Visited St John just over a week ago for the first time since the Xmas event, we have been putting it off due to the less than enthusiastic reviews of respected board members and to be fair menus that have been quite static and less interesting than sometimes (not surprising during January/February I guess). That being said we have had a large number of very good meals at St John and there are times when sitting there is very relaxing, not having lots of formality etc.

As a prelude to a trip to Paris it seemed a good time to go as it would be totally different from anything we were going to eat during the next couple of days. We started with a couple of glasses of champagne, not a very St John thing, but that was the reason for doing it plus they were reasonably priced (unlike Paris) and not at all bad.

To start we had Crispy Pig Skin with Dandelion Salad and Smoked Sprats with Horseradish, the Pig Skin, several large chunks of pork crackling (cold) served with dandelion leaves in a very mustardy/oily dressing, the pig and salad were good, the leaves providing a nice bitter contrast to the rich pig, similarly the mustard in the dressing, however there was far too much oil which was not needed particularly with the richness of the pig skin. Smoked sprats were well done, although they are quite bony beasts, which does to my mind not make them ideal for this sort of treatment.

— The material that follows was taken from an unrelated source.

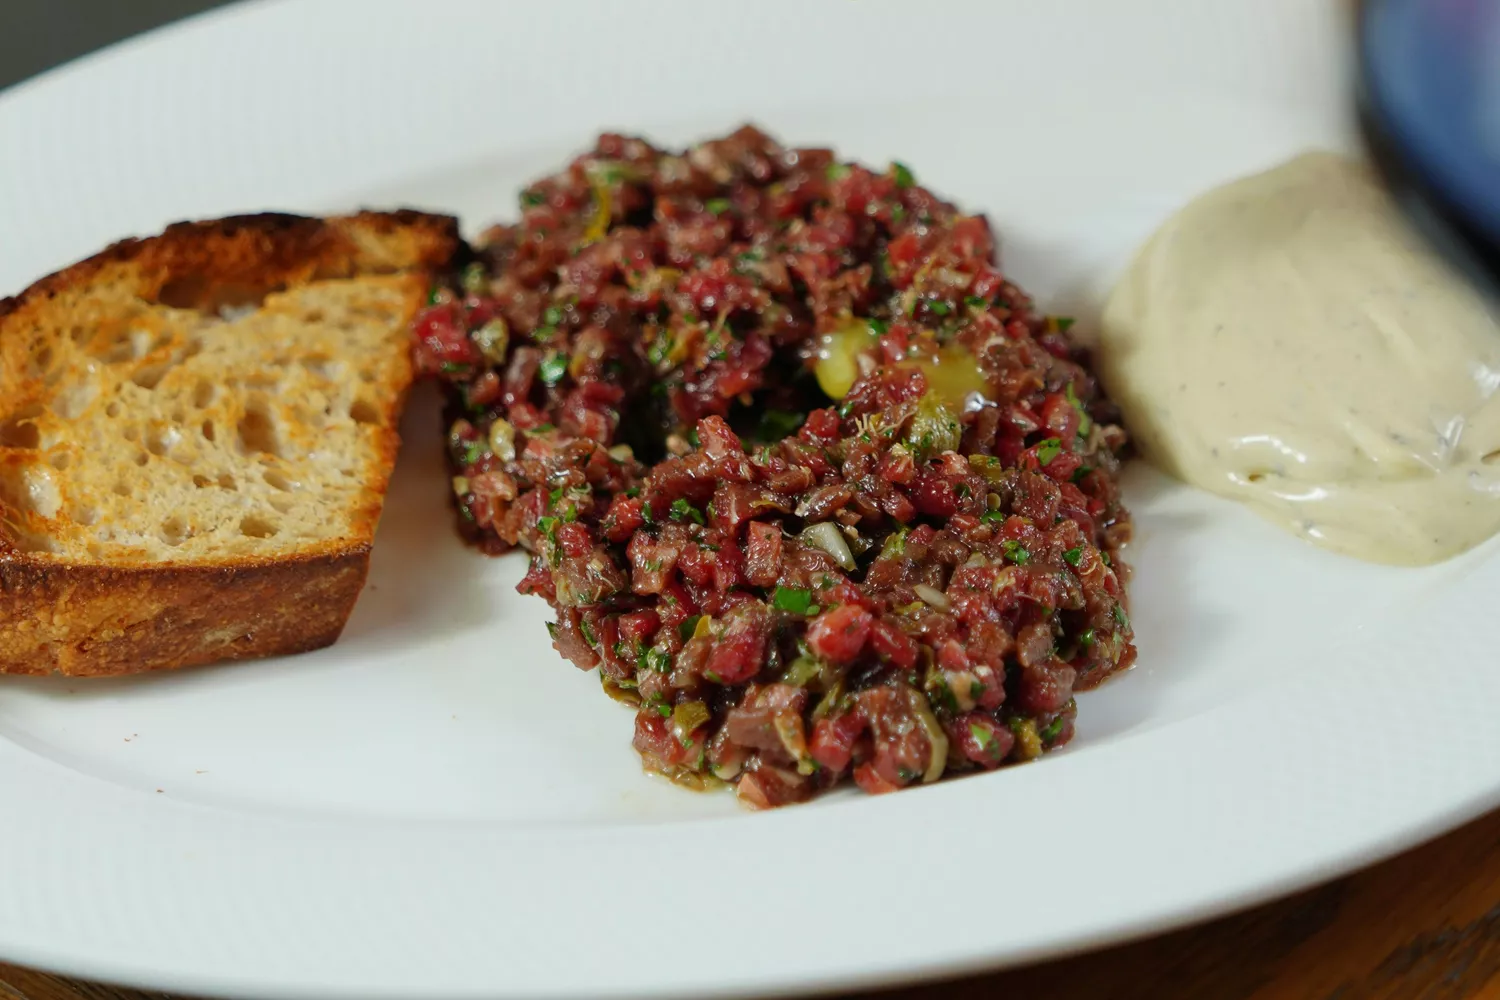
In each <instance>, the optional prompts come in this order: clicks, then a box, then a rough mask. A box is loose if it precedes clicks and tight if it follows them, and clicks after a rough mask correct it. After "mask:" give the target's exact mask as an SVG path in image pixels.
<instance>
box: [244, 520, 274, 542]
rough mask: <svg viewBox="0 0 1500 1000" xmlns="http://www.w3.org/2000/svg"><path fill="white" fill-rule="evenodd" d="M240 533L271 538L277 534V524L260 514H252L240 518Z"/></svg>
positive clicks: (258, 537) (245, 535) (264, 537)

Mains were Smoked Eel, Bacon and Mash and Poached Chicken, Leeks and Aioli with side orders of Cabbage and Welsh Rarebit, the Eel was very enjoyable but not all that special, three squares of eel on top of two rashers of bacon on top of a small mound of (warm) mash, I had wanted to try this, the eel was very good, the potato was good but clearly sitting around to long, the flavours worked well together, a nice dish, but execution and value not great. The chicken was very good, deeply flavoured, far too many leeks. Cabbage was good err Cabbage, Welsh rarebit was very good but is often exceptional, it seemed a little less generous topping wise than previously.

Dessert was a shared Lemon Pie, this was a slice of lemon tart which had a spongey topping, good though.

Service was haphazard, friendly but not always around when you wanted it, I went to the bar for extra drinks at one point.

Overall this was a pleasant and largely enjoyable meal with a couple of weaknesses. The kitchen seems to be going through a difficult patch, with standards not as high as previously, service has definitely declined. I suspect and hope that this is the sort of place that can come through this. We will go back again, but whereas we might try and go several times a year, we will probably visit again in the summer to see where they are then.